Ignacio de Loyola
José de Arteche Aramburu
AMBIENTE
A la entrada del valle sosegado, junto al ingente peñón que esconde sus crestas entre la niebla, se acurruca la ignaciana villa; Azpeitia. Su mismo nombre declara en euskera su situación topográfica respecto a la montaña a cuyo amparo se cobija. Ningún habitante de aquel pueblo deja alguna vez en su vida de subir a aquellos peñascos barridos por los salinos vientos del Cantábrico. Como todos sus paisanos, Ignacio de Loyola sin duda subió también de niño a las rocas más altas del Izarraitz para avizorar los lejanos confines del paisaje que desde allí se domina.
La inmensidad del mar extendido desde las costas vizcaínas hasta las playas de las Landas como un noble y vasto pensamiento; la afilada cima del Larrún, en el país vasco-francés; las arrogantes cresterías del Aralar navarro, del Aitzgorri guipuzcoano; y por al lado de Alava y de Vizcaya, la redonda cumbre del Gorbea, las cuñas del Udalaitz y del Amboto, formando un marco de mar y montañas a Guipúzcoa, áspera e idílica al mismo tiempo, salpicada de pueblos y caseríos a la vera de bosques, prados y cuadriláteros de labranza.
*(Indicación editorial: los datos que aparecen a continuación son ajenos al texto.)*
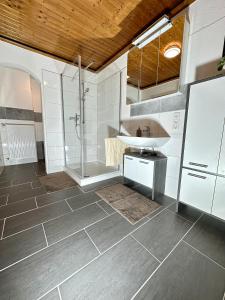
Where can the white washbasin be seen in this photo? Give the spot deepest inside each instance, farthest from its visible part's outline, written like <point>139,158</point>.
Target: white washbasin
<point>142,142</point>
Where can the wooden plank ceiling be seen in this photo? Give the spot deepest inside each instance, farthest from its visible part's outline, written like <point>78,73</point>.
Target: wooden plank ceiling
<point>98,30</point>
<point>154,67</point>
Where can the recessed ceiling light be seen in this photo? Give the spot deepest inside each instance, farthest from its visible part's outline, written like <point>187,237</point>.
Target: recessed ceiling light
<point>172,52</point>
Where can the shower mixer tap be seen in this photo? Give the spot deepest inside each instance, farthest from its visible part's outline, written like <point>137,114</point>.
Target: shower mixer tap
<point>76,119</point>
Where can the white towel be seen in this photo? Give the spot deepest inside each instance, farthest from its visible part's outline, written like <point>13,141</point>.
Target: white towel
<point>114,150</point>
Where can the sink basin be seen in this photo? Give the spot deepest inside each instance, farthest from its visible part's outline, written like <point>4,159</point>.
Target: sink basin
<point>143,142</point>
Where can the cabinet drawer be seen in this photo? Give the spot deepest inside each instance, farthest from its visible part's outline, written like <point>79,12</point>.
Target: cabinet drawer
<point>145,172</point>
<point>130,167</point>
<point>218,208</point>
<point>197,189</point>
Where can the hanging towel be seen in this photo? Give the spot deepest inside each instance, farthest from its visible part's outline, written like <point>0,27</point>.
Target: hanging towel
<point>114,150</point>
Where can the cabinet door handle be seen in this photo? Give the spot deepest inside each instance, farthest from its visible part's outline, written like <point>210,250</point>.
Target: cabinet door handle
<point>198,176</point>
<point>129,158</point>
<point>144,162</point>
<point>198,165</point>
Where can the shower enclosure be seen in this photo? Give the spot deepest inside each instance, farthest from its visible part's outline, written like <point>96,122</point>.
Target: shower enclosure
<point>91,112</point>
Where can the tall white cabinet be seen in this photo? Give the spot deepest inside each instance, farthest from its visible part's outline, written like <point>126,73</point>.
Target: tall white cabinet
<point>202,182</point>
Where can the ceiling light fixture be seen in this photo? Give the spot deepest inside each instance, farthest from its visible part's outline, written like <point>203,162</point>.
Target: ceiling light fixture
<point>154,31</point>
<point>172,51</point>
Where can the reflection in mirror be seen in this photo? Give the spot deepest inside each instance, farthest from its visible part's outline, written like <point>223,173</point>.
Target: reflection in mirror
<point>154,70</point>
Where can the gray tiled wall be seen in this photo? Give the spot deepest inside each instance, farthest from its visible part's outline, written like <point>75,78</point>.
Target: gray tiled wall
<point>158,106</point>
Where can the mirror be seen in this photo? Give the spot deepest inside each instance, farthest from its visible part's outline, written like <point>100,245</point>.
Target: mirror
<point>151,72</point>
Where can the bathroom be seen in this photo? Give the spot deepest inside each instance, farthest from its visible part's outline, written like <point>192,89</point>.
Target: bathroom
<point>101,194</point>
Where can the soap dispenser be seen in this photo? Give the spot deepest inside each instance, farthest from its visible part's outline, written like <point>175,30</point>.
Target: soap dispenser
<point>138,133</point>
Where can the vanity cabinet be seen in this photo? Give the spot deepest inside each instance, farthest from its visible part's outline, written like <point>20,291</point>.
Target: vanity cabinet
<point>150,172</point>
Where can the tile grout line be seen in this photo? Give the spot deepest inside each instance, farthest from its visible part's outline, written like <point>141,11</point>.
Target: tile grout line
<point>60,296</point>
<point>18,261</point>
<point>3,227</point>
<point>44,234</point>
<point>145,282</point>
<point>67,278</point>
<point>145,248</point>
<point>35,200</point>
<point>203,254</point>
<point>101,208</point>
<point>69,205</point>
<point>92,240</point>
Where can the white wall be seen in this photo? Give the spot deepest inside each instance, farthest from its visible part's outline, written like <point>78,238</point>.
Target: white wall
<point>34,64</point>
<point>15,88</point>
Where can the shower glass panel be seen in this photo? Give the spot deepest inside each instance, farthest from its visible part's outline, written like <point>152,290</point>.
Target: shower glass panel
<point>94,108</point>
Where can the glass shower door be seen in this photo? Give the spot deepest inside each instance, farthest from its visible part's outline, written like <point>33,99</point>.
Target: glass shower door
<point>72,123</point>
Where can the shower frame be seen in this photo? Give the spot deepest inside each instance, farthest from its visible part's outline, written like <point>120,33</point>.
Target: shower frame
<point>81,179</point>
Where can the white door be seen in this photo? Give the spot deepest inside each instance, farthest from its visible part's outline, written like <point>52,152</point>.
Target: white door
<point>205,125</point>
<point>130,167</point>
<point>21,144</point>
<point>218,208</point>
<point>145,171</point>
<point>197,189</point>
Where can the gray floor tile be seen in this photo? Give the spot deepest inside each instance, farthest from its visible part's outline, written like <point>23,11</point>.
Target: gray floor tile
<point>4,184</point>
<point>53,295</point>
<point>3,200</point>
<point>70,223</point>
<point>83,199</point>
<point>110,230</point>
<point>162,233</point>
<point>35,217</point>
<point>21,245</point>
<point>208,236</point>
<point>186,212</point>
<point>98,185</point>
<point>185,275</point>
<point>13,190</point>
<point>57,196</point>
<point>17,207</point>
<point>106,207</point>
<point>18,196</point>
<point>115,275</point>
<point>36,275</point>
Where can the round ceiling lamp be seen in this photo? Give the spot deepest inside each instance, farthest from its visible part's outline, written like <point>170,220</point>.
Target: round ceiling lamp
<point>172,51</point>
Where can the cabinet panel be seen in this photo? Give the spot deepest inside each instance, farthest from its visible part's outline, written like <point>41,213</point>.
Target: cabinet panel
<point>205,122</point>
<point>218,208</point>
<point>130,167</point>
<point>197,189</point>
<point>145,171</point>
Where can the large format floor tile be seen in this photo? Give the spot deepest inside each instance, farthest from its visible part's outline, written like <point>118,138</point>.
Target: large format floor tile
<point>106,207</point>
<point>185,275</point>
<point>208,236</point>
<point>162,233</point>
<point>57,196</point>
<point>186,211</point>
<point>53,295</point>
<point>35,217</point>
<point>36,275</point>
<point>24,194</point>
<point>57,181</point>
<point>83,200</point>
<point>17,207</point>
<point>70,223</point>
<point>110,230</point>
<point>21,245</point>
<point>115,275</point>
Azpeitia ocupa precisamente el centro geográfico de Guipúzcoa. Fundóla el 1310 el rey Fernando IV, el Emplazado, seguramente sobre algún pequeño núcleo de población ya existente desde tiempos arcaicos, dándole el nombre de Salvatierra de Iraurgui, que como otros nombres parecidos, no prevaleció. Su primitivo recinto, con calles de aire medieval, tranquilas y apacibles, parecen destinadas a proteger, apretándola contra la montaña, a la majestuosa parroquia, edificio perteneciente en lo fundamental de su actual arquitectura a mediados del siglo XVI, pero anteriormente, muchos años atrás, monasterio de los Caballeros Templarios.
Los austeros monjes militares de la cruz roja en el manto blanco fundaron la iglesia bajo la advocación de un santo militar: San Sebastián. Aquellos sufridos soldados del cristianismo no sospecharon que, siglos más tarde, el soldado mártir compartiría el patronazgo del monasterio de Soreasu con un hijo del lugar, guerrero, al igual que ellos cuando la ocasión lo requería, y que este otro santo, bautizado en la iglesia por ellos erigida, sería el fundador de otra nueva orden religiosa y en cierto modo de espíritu profundamente guerrero.
Azpeitia posee, o por lo menos poseía, inconfundible sello religioso. Porque me refiero, naturalmente, al pueblo que durante mis años juveniles conocí. Su historia demuestra ante todo el influjo religioso, la honda fe de sus habitantes que, ahora mismo, consideran como el más alto florón de gloria de su pueblo el que éste sea patria de Ignacio de Loyola. La religión ha sido en Azpeitia el quicio de la vida.
La fe y la alegría no son ideas contrapuestas: al contrario. El azpeitiarra, lo mismo que todos los vascos, tiene de la religión concepto muy serio, a veces sombrío, en algunos momentos lúgubre. Y sin embargo, el carácter del azpeitiano tiene en el fondo invencible tendencia a la ironía. Su mismo lenguaje —una degeneración del dialecto euskérico vizcaíno que alcanza hasta allí su fuerza penetrativa— es, en la forma, despreocupado; parece hecho a la medida de su temperamento incisivo, travieso, burlón, muchas veces sarcástico.
Esta inclinación a la burla es la nota predominante de su carácter. Ello le inclina bastante a la osadía. De las situaciones en que ésta le coloca, le salva su extraordinaria intuición para adivinar el lado ridículo de las cosas. Y entonces resulta un osado simpático. Una alegría bonachona aflora su carácter. Del mismo Ignacio de Loyola se sabe que era bromoso y fácil a la risa; que su buen humor habitual le llevaba con frecuencia a embromar a los que le rodeaban, y que el conseguir minar su gran facilidad a la risa le costó duros ejercicios de autodominio.